Chicago’s skyline, taken from the city’s East Village/Ukrainian Village neighborhood.

A two-year-old program in Chicago designed to change policing and ensure communities have a voice in how they are policed shows promise but has faced many challenges, including the COVID-19 pandemic, according to a new report from the Northwestern Neighborhood & Network Initiative (N3).

The Chicago Police Department (CPD), in collaboration with the Policing Project at New York University School of Law, launched the Chicago Neighborhood Policing Initiative (CNPI) in January 2019. N3, under the leadership of IPR sociologist Andrew Papachristos and executive director Soledad McGrath, is CNPI’s research and evaluation partner.

N3’s evaluation of the initiative found that the police and community participants show some positive changes, such as greater police visibility, more police attention to community concerns, and, most importantly, more meaningful interpersonal interactions between residents and police officers.
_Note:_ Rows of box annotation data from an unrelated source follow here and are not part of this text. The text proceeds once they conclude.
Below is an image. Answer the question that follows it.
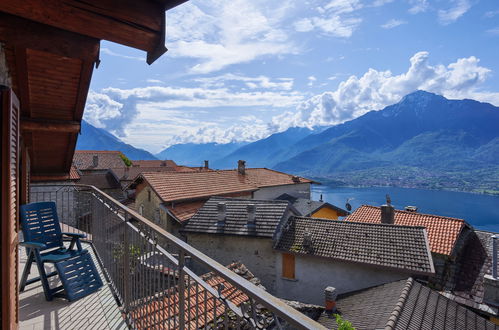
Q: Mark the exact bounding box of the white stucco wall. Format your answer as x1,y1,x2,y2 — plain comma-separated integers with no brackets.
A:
185,233,277,293
253,183,310,199
274,252,410,305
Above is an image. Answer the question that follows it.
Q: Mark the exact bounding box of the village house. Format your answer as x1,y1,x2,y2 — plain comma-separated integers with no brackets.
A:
181,197,297,292
346,205,499,324
318,278,499,330
276,194,350,220
272,216,434,304
127,162,313,233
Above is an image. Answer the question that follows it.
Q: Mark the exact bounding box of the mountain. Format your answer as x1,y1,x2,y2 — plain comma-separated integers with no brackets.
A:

However, several factors might have set back those interactions, like the pandemic, Chicago’s high rates of shootings and gun deaths, George Floyd’s murder and the subsequent protests, all of which strained police-community relations. Though researchers found no significant impact on crime or on residents’ trust in the police or their perceptions of safety, they note that in addition to the challenges already mentioned, the program had a small rollout.
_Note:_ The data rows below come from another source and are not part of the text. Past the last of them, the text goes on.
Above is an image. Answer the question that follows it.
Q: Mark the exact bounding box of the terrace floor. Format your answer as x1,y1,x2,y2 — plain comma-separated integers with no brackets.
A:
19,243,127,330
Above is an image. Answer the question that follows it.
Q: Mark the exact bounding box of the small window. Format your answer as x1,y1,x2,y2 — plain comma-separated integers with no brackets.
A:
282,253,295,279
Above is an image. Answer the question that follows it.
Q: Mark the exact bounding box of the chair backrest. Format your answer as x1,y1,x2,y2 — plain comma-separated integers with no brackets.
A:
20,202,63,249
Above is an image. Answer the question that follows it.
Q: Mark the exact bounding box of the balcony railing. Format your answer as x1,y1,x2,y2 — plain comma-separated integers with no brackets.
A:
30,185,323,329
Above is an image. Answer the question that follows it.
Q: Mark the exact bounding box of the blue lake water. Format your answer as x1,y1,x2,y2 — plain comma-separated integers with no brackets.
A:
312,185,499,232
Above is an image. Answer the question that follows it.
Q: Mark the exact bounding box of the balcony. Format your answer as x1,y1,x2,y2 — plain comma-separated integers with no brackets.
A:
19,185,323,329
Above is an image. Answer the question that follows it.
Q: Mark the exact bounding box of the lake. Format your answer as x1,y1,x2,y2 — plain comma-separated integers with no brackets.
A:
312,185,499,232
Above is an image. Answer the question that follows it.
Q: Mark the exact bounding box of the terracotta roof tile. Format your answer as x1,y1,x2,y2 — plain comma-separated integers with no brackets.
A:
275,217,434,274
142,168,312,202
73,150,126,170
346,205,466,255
As a community policing program, CNPI created new structures in two of the city’s police districts for both the police and the community. On the police side, the role of the District Coordination Officer was designed to foster closer relationships between officers and community residents. On the community side, Community Ambassadors are volunteer residents and leaders of local organizations, who partner with the police to bring about more trust and focus on policing issues important to the community.

CNPI was designed separately from the Chicago Alternative Policing Strategy (CAPS), which CPD launched in 1993. While both CAPS and CNPI include community engagement, CAPS officers are focused on districtwide community programming, while officers working in CNPI are focused on 1:1 relationships with community members.

N3 used a multimethod research design to learn if CNPI established the infrastructure and relationships needed to build trust and to partner with the pilot communities to create public safety together. The researchers conducted multiple in-depth interviews with police officers and community members across nearly 100 sessions. N3 tracked trends in perceptions of public safety and trust in the police before and after the program, comparing the findings with a statistically similar group of police areas.

Though the program does not seem to have increased overall levels of trust and safety due to the challenges of a year like no other, it has achieved some positive impacts. These mainly involve changes in the relationships between the police and the community, including increased police visibility and more meaningful interpersonal interactions.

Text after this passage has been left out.